Elezioni regionali candidatura di una professionista: Rita Amabile

Non è usuale trovare personaggi di spicco entro la P.A. che si fanno notare per la caratura nello svolgere ruoli di peso, che decidono lasciando il segno, che non sono disponibili a scambi di favori, che tirano dritto. Quando ci sono, succede raramente, ecco che diventano dei pezzi da novanta , tanto da divenire il punto di riferimento che superano le potestà del sindaco intelligente.

Perché qui, quando si arriva a incarichi politici di peso, succede qualcos’altro nella politica usuale della nostra politica di potere. Spesso, troppo spesso, il far politica è questione estranea all’amministrare, al gestire. In politica si impara a decidere in funzione del potere, soprattutto personale, o di partito. Ciò che conta è la fortuna personale, la scalata del potere. Il resto, l’esito della scelta, i suoi effetti sulla gestione di un ente o una società, vengono dopo, non interessano.

La fortuna di Rita Amabile, la combinazione felice è stata l’essersi trovata al posto giusto con uno dei rari sindaci che vengono dal fare impresa: Letizia Moratti. Nasce un rapporto di fiducia reciproca ma soprattutto di efficace efficienza della Rita Amabile. La delega del sindaco al dirigente diventa ampia; nei corridoi e nei meandri del comune di Milano, non gioca più lo scambio politico di favori.

Contano risultati e efficienza, ciò che decide Rita Amabile è quasi certezza, difficilmente modificabile. Ecco che si trova appioppato il termine di “zarina”. Termine che vorrebbe essere, da parte di chi l’ha coniato, svalutazione delle decisioni; invece resta oggi  a testimoniare la sicurezza e capacità di gestione, l’inflessibile rifiuto a modificare scelte che non trovano giustificazione nella gestione. Non ci sono più  favori; conta l’interesse del comune (di Milano).
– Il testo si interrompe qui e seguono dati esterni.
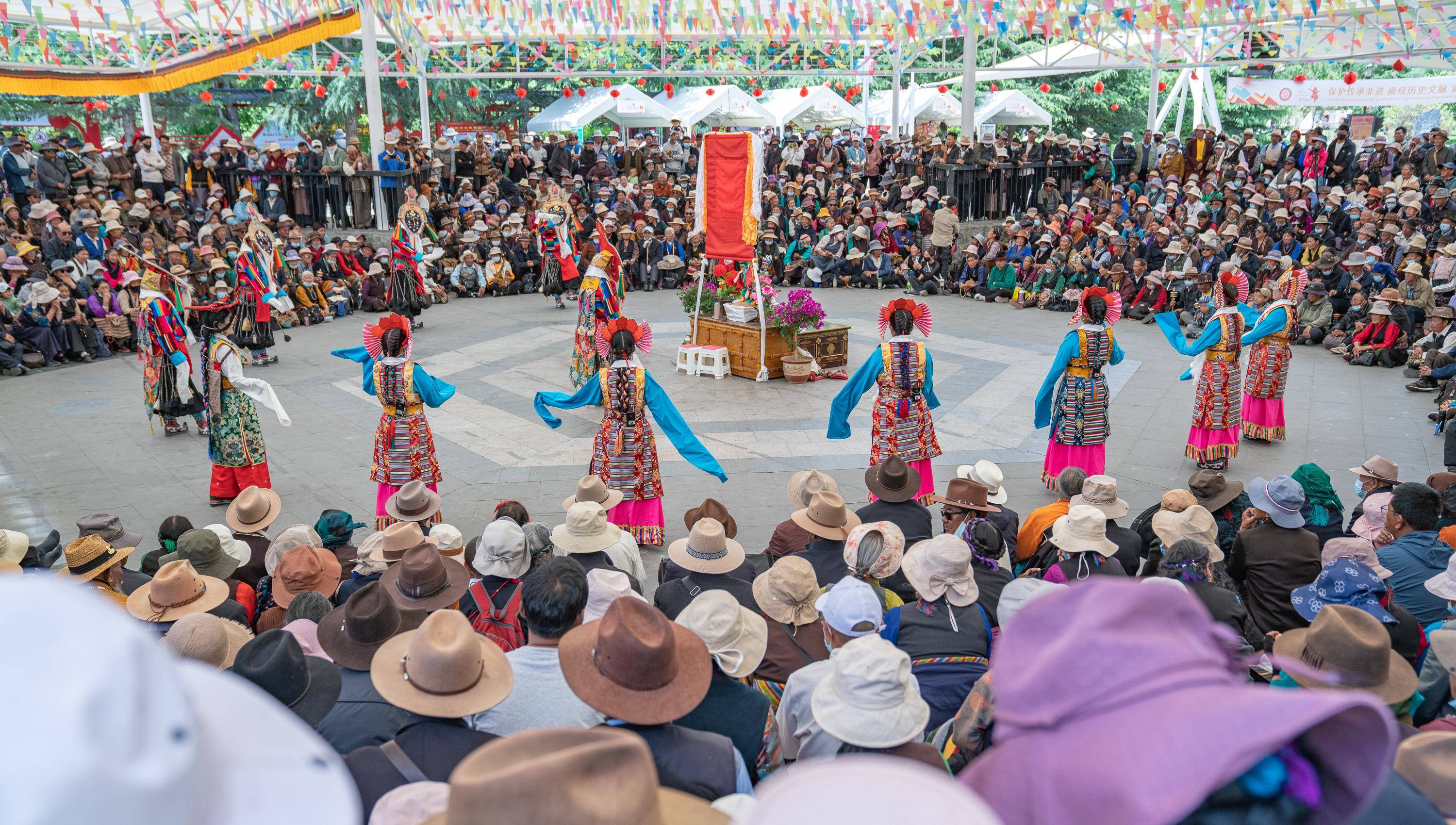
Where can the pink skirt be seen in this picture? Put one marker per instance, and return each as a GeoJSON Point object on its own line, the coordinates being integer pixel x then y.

Una persona di questo spessore entro la P.A. è un’anomalia: mal sopportata da tutti i funzionari che a lei stanno intorno, abituati alle raccomandazioni; ai favori e, conseguenti, reciproci condizionamenti. Se a un potere forte nella P.A. si aggiunge l’assenza di condizionamenti, di scheletri nell’armadio, quel potere fa paura e deve essere fatto fuori.

È successo qualcosa di molto simile a Buccinasco, ne sappiamo qualcosa. Inevitabile che, cambiando il potere politico, il ruolo scenda, fin quasi a sparire. La personalità e le capacità però rimangono e, in questa fase di ripensamento, con timidi tentativi di rinnovo del far politica, ecco che le persone che hanno i numeri possono uscire con nuova immagine e slancio.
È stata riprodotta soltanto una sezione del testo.